Re: Uncertainties in implementing WD-xml.html from Michael Sperberg-McQueen on 1997-03-22 (w3c-sgml-wg@w3.org from March 1997)

From: Michael Sperberg-McQueen <U35395@UICVM.UIC.EDU>
Date: Sat, 22 Mar 97 17:01:04 CST
To: W3C SGML Working Group <w3c-sgml-wg@w3.org>
Message-Id: <199703222322.SAA24430@www10.w3.org>
On Fri, 21 Mar 1997 18:06:23 -0500 Peter Murray-Rust said:
>In message <3332D971.68F5@utila.ifi.uni-klu.ac.at> "Norbert H. MIKULA" writes:
>> As far as I can remember the ERB has initially decided
>> to change the syntax for comments to
>>
>> <--* ..... *-->
>>
>> (posted to the XML-WG : Wed, 15 Jan)
>>
>> But the torture.xml file of cmsmcq uses <!--* .. *-->

The original posting of the decision did have the form <--* ... *-->
but it was a typo, corrected shortly thereafter.

> ...
>> What is the current state of things ?
>
>I share Norbert's concern about uncertainties in the XML draft and feel
>that a number of us are 'stalled' at present due to one or more
>uncertainties in the spec.  (It may be that these are simple
>misconceptions, but they need tidying up.).  We agree that the mythical

Tim Bray and I are at work on a revised version of the draft spec
which will include fixes for the reported errors and the changes so
far agreed to, for the comment syntax (adding the asterisks) and
white-space handling.

>grad student can hack a parser in the mythical two weeks, but only if
>they have a clear spec to write to.  [My own position is that I want to

Right now, the standard disclaimers pasted on all W3C working drafts
remain appropriate:  the draft is subject to change.  If a given
version of the draft is clear and consistent with itself, I think
we're doing OK.  If implementors want currency more than consistency
and clarity, the decisions we've made have all been announced, and
the logs of the WG are the place to find the decisions.

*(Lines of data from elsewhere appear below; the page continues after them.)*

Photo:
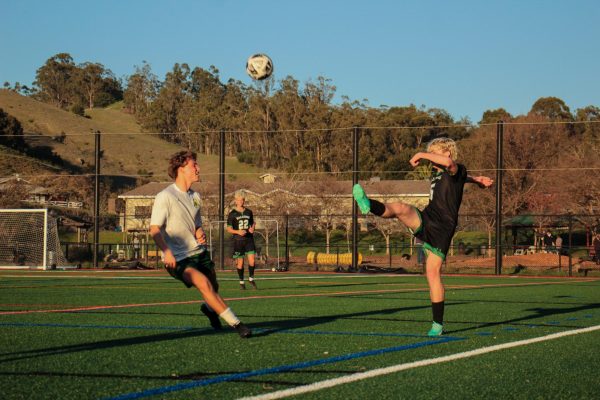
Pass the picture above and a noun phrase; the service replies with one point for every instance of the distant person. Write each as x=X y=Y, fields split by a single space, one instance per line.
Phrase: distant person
x=558 y=244
x=240 y=223
x=548 y=241
x=435 y=225
x=176 y=227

>My understanding is that the productions (1-77) are consistent and can
>be used as the basis of a yacc-like approach (as NXP does, using JACC).
>So the first question is [see Norbert's query]:
>
>(a) are we agreed that (1-77) in WD-xml-961114 are the current version
>and that none are under revision at present?  (Until Norbert's question
>I had assumed that [21] (Comments) was correct).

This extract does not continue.